GitHub - shushushulian/ElegantRL: Scalable and Elastic Deep Reinforcement Learning Using PyTorch. Please star. 🔥

ElegantRL “小雅”: Scalable and Elastic Deep Reinforcement Learning

ElegantRL is developped for researchers and practitioners with the following advantages:

Lightweight: The core codes <1,000 lines (check elegantrl/tutorial), using PyTorch (train), OpenAI Gym (env), NumPy, Matplotlib (plot).
Efficient: in many testing cases, we find it more efficient than Ray RLlib.
Stable: much more stable than Stable Baselines 3. Stable Baselines 3 can only use single GPU, but ElegantRL can use 1~8 GPUs for stable training.

ElegantRL implements the following model-free deep reinforcement learning (DRL) algorithms:

DDPG, TD3, SAC, PPO, PPO (GAE),REDQ for continuous actions
DQN, DoubleDQN, D3QN, SAC for discrete actions
QMIX, VDN; MADDPG, MAPPO, MATD3 for multi-agent environment

For the details of DRL algorithms, please check out the educational webpage OpenAI Spinning Up.

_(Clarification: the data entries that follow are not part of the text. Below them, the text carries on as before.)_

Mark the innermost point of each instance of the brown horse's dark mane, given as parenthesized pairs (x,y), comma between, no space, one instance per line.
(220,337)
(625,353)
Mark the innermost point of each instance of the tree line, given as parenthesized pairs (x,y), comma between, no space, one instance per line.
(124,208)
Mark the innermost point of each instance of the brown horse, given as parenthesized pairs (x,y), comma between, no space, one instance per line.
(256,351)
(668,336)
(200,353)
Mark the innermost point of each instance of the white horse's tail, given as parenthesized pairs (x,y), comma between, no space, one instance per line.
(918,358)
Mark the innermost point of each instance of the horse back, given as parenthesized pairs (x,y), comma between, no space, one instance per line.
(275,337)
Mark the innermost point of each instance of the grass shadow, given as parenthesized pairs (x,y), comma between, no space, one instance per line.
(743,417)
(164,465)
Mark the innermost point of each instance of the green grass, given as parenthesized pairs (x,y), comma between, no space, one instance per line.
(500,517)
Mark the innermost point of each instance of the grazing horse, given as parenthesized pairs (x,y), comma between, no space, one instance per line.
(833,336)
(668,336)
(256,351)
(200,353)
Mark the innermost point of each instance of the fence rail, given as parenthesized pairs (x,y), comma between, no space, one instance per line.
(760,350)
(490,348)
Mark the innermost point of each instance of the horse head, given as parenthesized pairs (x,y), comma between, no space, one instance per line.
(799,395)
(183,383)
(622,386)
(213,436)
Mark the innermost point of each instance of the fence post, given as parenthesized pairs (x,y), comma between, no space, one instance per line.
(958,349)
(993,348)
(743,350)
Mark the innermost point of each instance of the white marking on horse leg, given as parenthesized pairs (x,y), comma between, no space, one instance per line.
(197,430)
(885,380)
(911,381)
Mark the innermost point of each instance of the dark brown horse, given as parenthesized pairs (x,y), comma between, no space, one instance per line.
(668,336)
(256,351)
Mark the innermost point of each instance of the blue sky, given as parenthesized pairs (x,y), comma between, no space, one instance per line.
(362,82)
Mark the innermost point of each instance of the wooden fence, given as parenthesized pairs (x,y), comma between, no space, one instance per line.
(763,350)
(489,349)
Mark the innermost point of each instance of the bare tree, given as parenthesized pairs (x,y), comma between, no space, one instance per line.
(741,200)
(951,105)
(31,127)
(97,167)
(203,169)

《诗经·小雅·鹤鸣》中「他山之石，可以攻玉」，是我们的库“小雅”名字的来源。

News

[Towardsdatascience] ElegantRL: A Lightweight and Stable Deep Reinforcement Learning Library
[Towardsdatascience] ElegantRL: Mastering PPO Algorithms
[MLearning.ai] ElegantRL Demo: Stock Trading Using DDPG (Part I)
[MLearning.ai] ElegantRL Demo: Stock Trading Using DDPG (Part II)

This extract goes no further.